Nutrients 2022, 14, 3511.
https://doi.org/10.3390/nu14173511
https://www.mdpi.com/2072-6643/14/17/3511

Abstract

In May 2020, the European Commission announced a proposal for a mandatory front-of-pack label (FoPL) for all European Union (EU) countries. Indeed, FoPLs have been recognized by several public institutions as a cost-effective measure to guide consumers toward nutritionally favorable food products. The aim of this study was to compare the performance and consumer preference of two FoPLs currently proposed or implemented in EU countries, the interpretive format Nutri-Score and the non-interpretive format NutrInform Battery, among Italian consumers. The experimental study was conducted in 2021 on a representative sample of 1064 Italian adults (mean age = 46.5 ± 14.1 years; 48% men). Participants were randomized to either Nutri-Score or NutrInform and had to fill out an online questionnaire testing their objective understanding of the FoPL on three food categories (breakfast products, breakfast cereals and added fats) as well as purchase intention, subjective understanding and perception. Multivariable logistic regressions and t-tests were used to analyze the answers. In terms of the capacity of participants to identify the most nutritionally favorable products, Nutri-Score outperformed NutrInform in all food categories, with the highest odds ratio being observed for added fats (OR = 21.7 [15.3–31.1], p < 0.0001).

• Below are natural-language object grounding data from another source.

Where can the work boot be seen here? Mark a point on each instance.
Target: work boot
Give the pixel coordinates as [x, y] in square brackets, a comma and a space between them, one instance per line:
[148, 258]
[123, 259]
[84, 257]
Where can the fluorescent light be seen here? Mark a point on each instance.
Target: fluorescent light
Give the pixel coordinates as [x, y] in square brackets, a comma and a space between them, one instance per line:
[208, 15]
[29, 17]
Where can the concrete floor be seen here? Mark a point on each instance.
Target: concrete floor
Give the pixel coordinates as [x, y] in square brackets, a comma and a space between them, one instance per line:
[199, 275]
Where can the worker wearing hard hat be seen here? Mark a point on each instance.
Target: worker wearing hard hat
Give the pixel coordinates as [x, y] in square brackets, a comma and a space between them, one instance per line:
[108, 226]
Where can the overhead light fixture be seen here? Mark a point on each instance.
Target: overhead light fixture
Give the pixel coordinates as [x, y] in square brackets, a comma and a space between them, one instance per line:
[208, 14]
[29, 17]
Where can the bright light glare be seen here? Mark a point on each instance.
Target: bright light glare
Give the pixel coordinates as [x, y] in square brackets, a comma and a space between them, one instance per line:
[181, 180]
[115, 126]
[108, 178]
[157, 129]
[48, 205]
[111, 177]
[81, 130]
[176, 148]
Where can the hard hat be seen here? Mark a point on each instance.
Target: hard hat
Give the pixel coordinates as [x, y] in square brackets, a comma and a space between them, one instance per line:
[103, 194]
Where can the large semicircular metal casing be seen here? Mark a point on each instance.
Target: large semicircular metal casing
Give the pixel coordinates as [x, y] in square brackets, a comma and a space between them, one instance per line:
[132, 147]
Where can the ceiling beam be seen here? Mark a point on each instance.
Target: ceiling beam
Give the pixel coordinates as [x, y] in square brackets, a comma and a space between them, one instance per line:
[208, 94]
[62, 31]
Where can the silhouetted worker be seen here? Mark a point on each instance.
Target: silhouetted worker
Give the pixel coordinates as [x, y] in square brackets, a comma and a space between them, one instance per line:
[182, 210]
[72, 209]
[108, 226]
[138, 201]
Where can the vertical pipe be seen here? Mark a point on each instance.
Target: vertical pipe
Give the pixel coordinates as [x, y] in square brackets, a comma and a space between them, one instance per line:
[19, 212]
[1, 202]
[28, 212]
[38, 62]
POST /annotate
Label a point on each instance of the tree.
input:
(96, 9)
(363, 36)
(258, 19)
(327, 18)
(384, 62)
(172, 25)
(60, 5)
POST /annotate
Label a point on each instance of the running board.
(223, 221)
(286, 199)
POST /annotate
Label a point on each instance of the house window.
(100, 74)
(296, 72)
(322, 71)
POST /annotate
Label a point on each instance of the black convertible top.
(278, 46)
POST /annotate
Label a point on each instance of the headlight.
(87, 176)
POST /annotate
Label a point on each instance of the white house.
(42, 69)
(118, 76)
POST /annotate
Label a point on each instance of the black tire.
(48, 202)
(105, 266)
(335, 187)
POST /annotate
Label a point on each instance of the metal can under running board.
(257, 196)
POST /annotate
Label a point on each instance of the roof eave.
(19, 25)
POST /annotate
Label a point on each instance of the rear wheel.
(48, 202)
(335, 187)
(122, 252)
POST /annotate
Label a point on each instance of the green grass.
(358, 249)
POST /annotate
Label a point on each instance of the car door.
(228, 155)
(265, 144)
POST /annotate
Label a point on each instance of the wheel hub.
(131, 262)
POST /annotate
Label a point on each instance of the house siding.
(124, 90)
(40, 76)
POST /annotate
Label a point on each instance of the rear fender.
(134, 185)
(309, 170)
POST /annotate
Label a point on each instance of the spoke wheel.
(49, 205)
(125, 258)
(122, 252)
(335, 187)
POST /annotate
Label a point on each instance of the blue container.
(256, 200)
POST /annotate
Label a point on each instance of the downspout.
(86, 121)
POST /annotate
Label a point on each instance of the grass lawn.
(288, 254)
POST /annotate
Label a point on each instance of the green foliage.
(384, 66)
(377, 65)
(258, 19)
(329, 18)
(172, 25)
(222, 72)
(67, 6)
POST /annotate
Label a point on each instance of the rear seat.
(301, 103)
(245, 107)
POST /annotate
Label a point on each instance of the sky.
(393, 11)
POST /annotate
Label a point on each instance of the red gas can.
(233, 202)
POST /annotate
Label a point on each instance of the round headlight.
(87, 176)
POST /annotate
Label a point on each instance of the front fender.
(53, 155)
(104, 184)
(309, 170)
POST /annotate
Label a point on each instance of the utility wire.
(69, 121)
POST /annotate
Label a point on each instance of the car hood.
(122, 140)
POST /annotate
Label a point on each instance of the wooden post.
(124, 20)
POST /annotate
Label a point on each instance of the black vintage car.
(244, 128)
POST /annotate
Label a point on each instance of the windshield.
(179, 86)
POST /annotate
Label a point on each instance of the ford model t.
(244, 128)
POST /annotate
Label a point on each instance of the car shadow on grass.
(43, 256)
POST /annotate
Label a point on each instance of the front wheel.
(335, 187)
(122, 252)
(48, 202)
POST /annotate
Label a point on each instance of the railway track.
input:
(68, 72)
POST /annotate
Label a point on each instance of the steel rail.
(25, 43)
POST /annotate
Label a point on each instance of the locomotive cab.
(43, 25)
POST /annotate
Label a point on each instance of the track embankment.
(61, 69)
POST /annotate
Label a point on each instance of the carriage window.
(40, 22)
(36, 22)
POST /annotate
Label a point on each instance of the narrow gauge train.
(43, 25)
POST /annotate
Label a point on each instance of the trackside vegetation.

Overall, with Nutri-Score, Italian participants were more likely to intend to purchase nutritionally favorable products than with NutrInform (OR = 5.29 [4.02–6.97], p < 0.0001). Focusing on olive oil, participants of the Nutri-Score group had higher purchase intention of olive oil compared to those in the NutrInform group (OR = 1.92 [1.42–2.60], p < 0.0001) after manipulating the label. The interpretive format Nutri-Score appears to be a more efficient tool than NutrInform for orienting Italian consumers towards more nutritionally favorable food choices.